Heureuses retrouvailles de Gil Shaham avec le public à la Philharmonie
Bachtrack
Sylvain Gaulhiac
04.10.2020
Si l'Orchestre de Paris a fait sa rentrée il y a déjà quelques semaines au sein cette période incertaine, c'est ce soir pour une bonne partie du public des retrouvailles avec cet orchestre ainsi qu'avec la Philharmonie. Ce plaisir retrouvé est aussi celui du violoniste Gil Shaham, qui après son concerto nous annonce de son sourire radieux que c’est ce soir sa première apparition devant un public depuis le début de la crise sanitaire, et nous offre en guise de bis l’Isolation Rag, reçu par mail de son ami compositeur Scott Wheeler pendant le confinement de New York. Retour sur ce concert de l’Orchestre de Paris initialement prévu sous la baguette de Tugan Sokhiev, qui s’est finalement déroulé sous celle de Paavo Järvi, avec quelques musiciens masqués, aucun entracte, et un programme légèrement modifié autour de Tchaïkovski, Debussy et Ravel.
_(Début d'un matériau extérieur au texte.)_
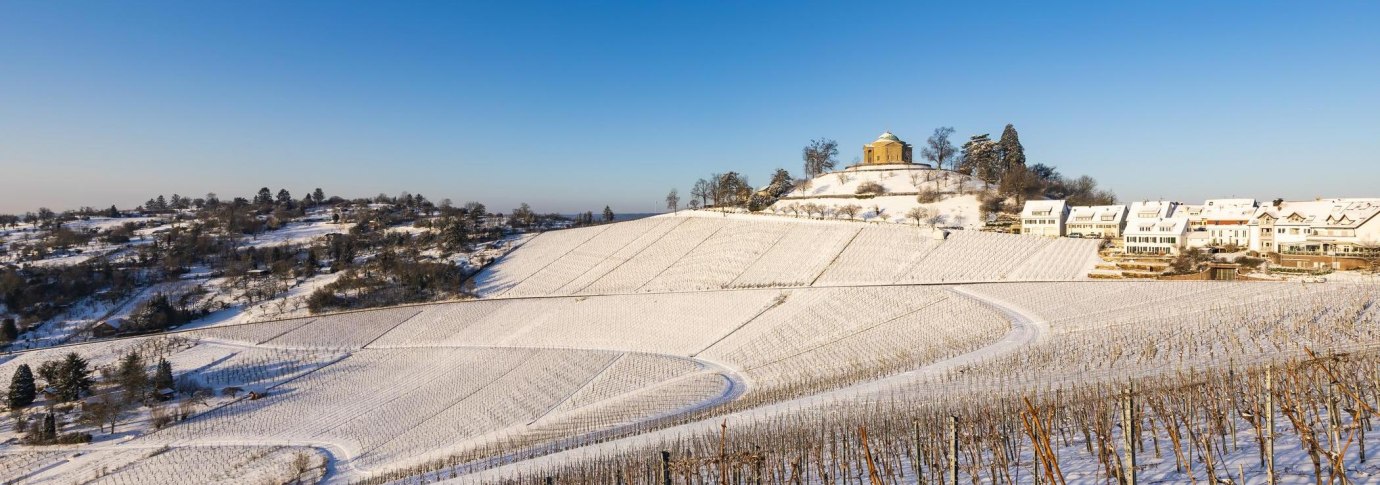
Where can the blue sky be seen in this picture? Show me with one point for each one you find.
(577, 105)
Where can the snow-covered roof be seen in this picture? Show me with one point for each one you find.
(1151, 209)
(1097, 213)
(1043, 207)
(1333, 213)
(1237, 203)
(1219, 210)
(1165, 225)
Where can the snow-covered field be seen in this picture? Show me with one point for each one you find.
(957, 205)
(696, 250)
(621, 337)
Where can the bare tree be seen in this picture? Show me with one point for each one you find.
(939, 149)
(820, 156)
(674, 201)
(917, 214)
(850, 210)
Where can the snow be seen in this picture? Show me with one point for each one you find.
(297, 234)
(598, 333)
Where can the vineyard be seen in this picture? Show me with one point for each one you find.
(697, 252)
(795, 351)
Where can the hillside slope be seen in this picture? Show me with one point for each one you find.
(696, 250)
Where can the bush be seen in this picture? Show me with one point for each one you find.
(1250, 263)
(870, 188)
(929, 196)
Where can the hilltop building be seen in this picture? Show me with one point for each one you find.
(1219, 223)
(1318, 234)
(1043, 217)
(1096, 221)
(1154, 228)
(886, 149)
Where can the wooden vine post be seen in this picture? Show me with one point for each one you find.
(665, 467)
(952, 451)
(867, 453)
(1129, 433)
(915, 429)
(1270, 426)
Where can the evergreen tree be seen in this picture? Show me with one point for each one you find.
(980, 159)
(73, 377)
(50, 427)
(674, 201)
(21, 387)
(133, 377)
(781, 183)
(8, 330)
(264, 198)
(163, 376)
(1009, 148)
(50, 371)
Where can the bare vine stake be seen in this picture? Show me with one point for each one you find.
(723, 460)
(665, 467)
(1270, 426)
(952, 449)
(915, 429)
(867, 452)
(1129, 433)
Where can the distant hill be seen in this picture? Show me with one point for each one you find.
(892, 189)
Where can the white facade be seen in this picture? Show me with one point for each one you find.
(1325, 227)
(1154, 228)
(1219, 223)
(1096, 221)
(1043, 219)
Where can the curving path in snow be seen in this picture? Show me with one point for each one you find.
(1027, 329)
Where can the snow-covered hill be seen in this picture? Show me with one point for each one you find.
(703, 250)
(954, 198)
(623, 337)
Déclaré « injouable » par son premier dédicataire en raison de ses difficultés techniques, le Concerto pour violon en ré majeur de Tchaïkovski jouit d’une renommée sans pareille et ne cesse de séduire par son lyrisme organique et sincère. Au violon, Gil Shaham vibre de la sincérité requise. Fidèle à lui-même, l’implication et la passion avec lesquelles il aborde la musique sont touchantes, totales, et rien ne vaut l’éclat de ses yeux plein de malice cherchant, interrogeant et sollicitant sans trêve la complicité du chef. Il va même à maintes reprises jusqu’à s’approcher à presque un mètre de Paavo Järvi, afin d’affiner au mieux le dialogue. Gil Shaham n’est jamais dans l’esquive, ne se dissimule devant rien et endosse la responsabilité de chaque note et du dessin de toute phrase, leur injectant une nécessité vitale. Il sait ainsi s’arrêter sur chaque son pour lui prêter l’attention qu’il mérite, il sait faire sonner de toute sa chaleur son Stradivarius (Comtesse Polignac de 1699), et à la virtuosité, dont il ne met jamais en avant la performance, il ne sacrifie ni la richesse du son, ni sa couleur ou sa lumière. L’extrême vocalité que son violon incarne dans l’« Andante » se déploie tout naturellement, semblant émaner d’une authenticité de sentiments sans nul artifice. Saluons la finesse de dentelle et l‘élégance des trilles égrainés par le violon à la fin de sa cadence.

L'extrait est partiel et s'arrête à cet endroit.